Pinar Boyraz received the double major B.S. degrees in Textile Engineering andMechanical Engineering with a focus
in System Dynamics and Control Engineering with high honors (4th and 2nd place respectively in graduation) from
Istanbul Technical University, Istanbul, Turkey in 2003 and 2004. She was awarded her PhD degree in Mechatronics
from Loughborough University, United Kingdom in July 2008. She has been awarded merit-based scholarships by
Haci Omer Sabanci Foundation (TR, 1998-2003), Royal Academy of Engineering (UK, 2007) and full-scholarship
from Loughborough University (UK, 2004-2007) during her studies. She is currently a Research Associate in the
Erik Jonsson School of Engineering and Computer Science, University of Texas at Dallas (UTD), Richardson, U.S.A.

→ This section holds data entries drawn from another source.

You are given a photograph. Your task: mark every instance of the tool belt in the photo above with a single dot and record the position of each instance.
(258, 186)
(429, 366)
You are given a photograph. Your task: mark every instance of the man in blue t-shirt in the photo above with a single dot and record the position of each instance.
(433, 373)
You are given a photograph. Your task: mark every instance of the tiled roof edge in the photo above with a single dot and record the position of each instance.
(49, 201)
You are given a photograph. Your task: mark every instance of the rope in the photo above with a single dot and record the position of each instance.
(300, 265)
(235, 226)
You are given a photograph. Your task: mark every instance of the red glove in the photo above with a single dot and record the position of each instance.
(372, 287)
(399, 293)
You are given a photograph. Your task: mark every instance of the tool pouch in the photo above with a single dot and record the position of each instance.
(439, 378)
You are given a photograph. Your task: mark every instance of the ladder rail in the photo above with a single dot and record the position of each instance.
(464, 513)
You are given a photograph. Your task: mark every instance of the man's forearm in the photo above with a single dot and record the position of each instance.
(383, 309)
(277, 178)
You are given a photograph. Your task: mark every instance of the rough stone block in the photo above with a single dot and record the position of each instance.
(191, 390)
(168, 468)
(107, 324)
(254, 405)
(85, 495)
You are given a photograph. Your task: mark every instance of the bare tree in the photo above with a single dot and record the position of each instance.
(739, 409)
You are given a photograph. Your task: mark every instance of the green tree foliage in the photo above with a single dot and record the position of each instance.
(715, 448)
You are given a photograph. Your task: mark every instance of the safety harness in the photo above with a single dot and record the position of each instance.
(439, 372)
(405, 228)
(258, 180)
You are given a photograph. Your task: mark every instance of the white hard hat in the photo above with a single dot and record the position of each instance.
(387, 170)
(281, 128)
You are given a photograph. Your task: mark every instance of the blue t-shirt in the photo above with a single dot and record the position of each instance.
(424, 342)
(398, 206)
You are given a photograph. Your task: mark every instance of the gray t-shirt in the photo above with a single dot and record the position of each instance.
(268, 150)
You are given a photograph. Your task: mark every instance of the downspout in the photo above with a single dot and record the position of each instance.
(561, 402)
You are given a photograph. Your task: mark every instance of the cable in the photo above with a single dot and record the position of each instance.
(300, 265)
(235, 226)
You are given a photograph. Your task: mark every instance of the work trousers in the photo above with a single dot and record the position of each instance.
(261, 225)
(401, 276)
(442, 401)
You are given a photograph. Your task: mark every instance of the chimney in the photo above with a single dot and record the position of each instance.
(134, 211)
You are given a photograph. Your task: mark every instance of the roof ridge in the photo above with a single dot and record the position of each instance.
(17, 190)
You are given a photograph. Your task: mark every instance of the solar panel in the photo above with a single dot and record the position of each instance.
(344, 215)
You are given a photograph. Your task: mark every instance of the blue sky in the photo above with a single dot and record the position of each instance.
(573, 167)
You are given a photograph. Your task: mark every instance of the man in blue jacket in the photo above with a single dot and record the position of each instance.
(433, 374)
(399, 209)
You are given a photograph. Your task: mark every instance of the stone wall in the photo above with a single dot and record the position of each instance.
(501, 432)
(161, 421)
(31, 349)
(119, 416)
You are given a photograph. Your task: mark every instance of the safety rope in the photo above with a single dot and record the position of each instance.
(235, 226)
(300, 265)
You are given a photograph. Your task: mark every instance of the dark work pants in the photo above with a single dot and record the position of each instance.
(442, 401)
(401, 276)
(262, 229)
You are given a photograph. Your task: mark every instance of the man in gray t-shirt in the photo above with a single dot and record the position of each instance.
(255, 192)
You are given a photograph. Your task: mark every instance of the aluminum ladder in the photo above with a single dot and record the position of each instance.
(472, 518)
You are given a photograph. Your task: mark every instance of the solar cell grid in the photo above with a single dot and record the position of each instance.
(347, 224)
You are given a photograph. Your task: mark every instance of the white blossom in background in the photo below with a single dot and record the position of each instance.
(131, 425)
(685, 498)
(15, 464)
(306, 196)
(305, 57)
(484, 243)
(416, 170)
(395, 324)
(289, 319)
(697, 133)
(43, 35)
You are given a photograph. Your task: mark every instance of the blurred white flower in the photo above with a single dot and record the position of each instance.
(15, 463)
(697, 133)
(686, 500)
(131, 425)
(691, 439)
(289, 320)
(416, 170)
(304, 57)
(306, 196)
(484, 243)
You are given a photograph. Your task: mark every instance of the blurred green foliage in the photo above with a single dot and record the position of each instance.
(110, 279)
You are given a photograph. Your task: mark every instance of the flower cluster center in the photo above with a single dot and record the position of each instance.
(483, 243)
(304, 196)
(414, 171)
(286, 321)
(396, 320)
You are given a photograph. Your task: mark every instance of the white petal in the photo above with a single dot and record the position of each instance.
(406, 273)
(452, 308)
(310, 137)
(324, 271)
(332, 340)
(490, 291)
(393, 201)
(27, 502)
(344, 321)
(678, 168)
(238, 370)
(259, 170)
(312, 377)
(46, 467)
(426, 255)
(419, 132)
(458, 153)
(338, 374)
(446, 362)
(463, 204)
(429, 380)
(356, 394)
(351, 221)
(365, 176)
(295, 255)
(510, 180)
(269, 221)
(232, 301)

since February 2008. Her research interests include applications of control theory, robust & optimal control; signal
processing, vehicle/system dynamics, image/video processing and analysis, applications of artificial intelligence
(Artificial Neural Networks, Fuzzy Inference Systems and Genetic Algorithms). Her recent focus is mathematical
modelling (i.e. Hidden Markov Models, Gaussian Mixtures and Control Theory) of driver behaviour for development
of active vehicle safety and control systems.